03 July 2025, 23:44
customboltGot any tire stories?
Back in my dragstrip days I just bought new cheater Mickey's for the back. The Mrs and I left the car show and I goosed the throttle spinning the tires up to about 80 mph. Came home and saw that one of the air shocks leaked and the body cut a ribbon out of one of the $400 tires. Ah, the ol' days of stupid shit.
Only vaguely interesting tire story was i the early 80's I worked for a while at a shop that did restorations and someone brought in a barn find Model T on a flat bed. It came from about 100 miles away if I recall. Anyway, still on the trailer it gets pulled in the shop and about 15 minutes later just by itself one of the tires blows with a pretty good "kerpow!". So after the jump scare everyone goes back to doing whatever it was, then about a half hour later another one blows while it was still sitting on the trailer and over the next hour of so all of them eventually wind up blowing out without any human intervention.

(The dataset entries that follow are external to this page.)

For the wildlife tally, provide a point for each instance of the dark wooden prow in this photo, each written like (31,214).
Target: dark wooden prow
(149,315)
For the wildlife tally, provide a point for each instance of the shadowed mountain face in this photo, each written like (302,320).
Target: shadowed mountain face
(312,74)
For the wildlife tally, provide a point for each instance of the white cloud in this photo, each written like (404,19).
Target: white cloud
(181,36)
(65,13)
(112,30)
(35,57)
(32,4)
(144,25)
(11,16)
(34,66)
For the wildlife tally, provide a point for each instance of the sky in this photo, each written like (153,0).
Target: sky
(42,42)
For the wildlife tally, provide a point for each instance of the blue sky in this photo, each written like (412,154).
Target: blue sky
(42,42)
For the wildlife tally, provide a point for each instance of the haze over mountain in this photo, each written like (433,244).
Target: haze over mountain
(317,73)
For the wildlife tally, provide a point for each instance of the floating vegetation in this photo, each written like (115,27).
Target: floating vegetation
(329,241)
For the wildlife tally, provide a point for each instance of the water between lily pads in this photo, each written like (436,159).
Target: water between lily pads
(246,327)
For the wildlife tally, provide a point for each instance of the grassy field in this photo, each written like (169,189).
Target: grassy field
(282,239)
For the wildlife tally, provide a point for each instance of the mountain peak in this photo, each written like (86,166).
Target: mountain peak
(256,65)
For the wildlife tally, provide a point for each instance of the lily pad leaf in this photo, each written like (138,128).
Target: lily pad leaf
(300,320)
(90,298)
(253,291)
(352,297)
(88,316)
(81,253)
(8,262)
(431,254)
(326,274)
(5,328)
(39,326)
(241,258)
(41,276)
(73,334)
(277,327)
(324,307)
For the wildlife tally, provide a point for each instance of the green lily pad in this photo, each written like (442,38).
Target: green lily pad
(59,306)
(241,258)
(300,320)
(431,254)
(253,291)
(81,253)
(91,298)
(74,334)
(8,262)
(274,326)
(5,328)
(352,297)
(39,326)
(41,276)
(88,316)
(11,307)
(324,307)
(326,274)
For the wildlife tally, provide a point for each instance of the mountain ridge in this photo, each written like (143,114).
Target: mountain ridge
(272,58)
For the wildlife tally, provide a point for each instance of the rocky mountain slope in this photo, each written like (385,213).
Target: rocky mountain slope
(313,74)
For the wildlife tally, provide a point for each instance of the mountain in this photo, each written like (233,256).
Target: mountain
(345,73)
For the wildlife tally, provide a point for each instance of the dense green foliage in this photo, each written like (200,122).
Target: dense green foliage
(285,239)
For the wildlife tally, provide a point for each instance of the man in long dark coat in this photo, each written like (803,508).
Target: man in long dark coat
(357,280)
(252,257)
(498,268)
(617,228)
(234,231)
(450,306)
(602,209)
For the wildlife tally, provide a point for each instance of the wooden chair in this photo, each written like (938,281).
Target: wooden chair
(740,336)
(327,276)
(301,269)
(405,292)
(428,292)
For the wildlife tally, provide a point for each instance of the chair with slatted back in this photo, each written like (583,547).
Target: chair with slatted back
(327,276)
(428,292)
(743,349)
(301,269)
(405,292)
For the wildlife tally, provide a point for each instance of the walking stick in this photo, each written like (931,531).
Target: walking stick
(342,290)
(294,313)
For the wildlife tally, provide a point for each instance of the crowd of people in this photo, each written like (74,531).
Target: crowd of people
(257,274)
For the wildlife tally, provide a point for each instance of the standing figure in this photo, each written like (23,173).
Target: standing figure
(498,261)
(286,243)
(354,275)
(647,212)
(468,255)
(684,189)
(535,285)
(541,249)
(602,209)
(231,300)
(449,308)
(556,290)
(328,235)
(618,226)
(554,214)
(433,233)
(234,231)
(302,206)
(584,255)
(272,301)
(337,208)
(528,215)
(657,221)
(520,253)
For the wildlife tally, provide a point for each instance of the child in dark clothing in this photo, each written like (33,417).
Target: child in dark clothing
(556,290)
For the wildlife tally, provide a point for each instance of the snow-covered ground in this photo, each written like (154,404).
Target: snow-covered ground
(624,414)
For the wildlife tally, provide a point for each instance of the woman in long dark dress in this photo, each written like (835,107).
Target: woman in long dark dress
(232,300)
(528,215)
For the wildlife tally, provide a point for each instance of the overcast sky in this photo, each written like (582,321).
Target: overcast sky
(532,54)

Otherwise not much tires-wise. I remember being horrified at my boss telling me to torch a "Knock Off" wheel from a Jaguar XKE that was rusted on but that's more about the wheel than the tire.
When I was in college, I worked at a full service Chevron station across from the college.
A student that spoke broken English and had poor driving skills pulled into the the station and requested an oil and filter change.
I gave him a price quote that he agreed to after much explaining.
We always did a safety check, fluids etc.
When I checked the tire pressure, the gauge stem shot out and stopped well beyond the numbers. I checked to see if I grabbed the low pressure gauge. Nope!! It was the truck gauge... Well over 120 psi. Scared the crap out of me. All 4 were the same.
I went into the office where he was waiting and asked him who aired up his tires. After a while of asking in different ways, I took him to his car and showed him. He did not understand the problem. I showed him the psi numbers on the tires and on the gauge. I asked him if did this or someone else.
He filled them. He did not know what to do, so he aired them up until the air stopped going into the tires.
I then taught him how to correctly check his tires and what gauge to buy at a parts store.
The next time I saw him, I asked him how the car felt while driving it. He said it was much smoother and did not bounce and did not follow the grooves in the road like it did before.
From that point on, he always looked to see if I was at work before stopping for service.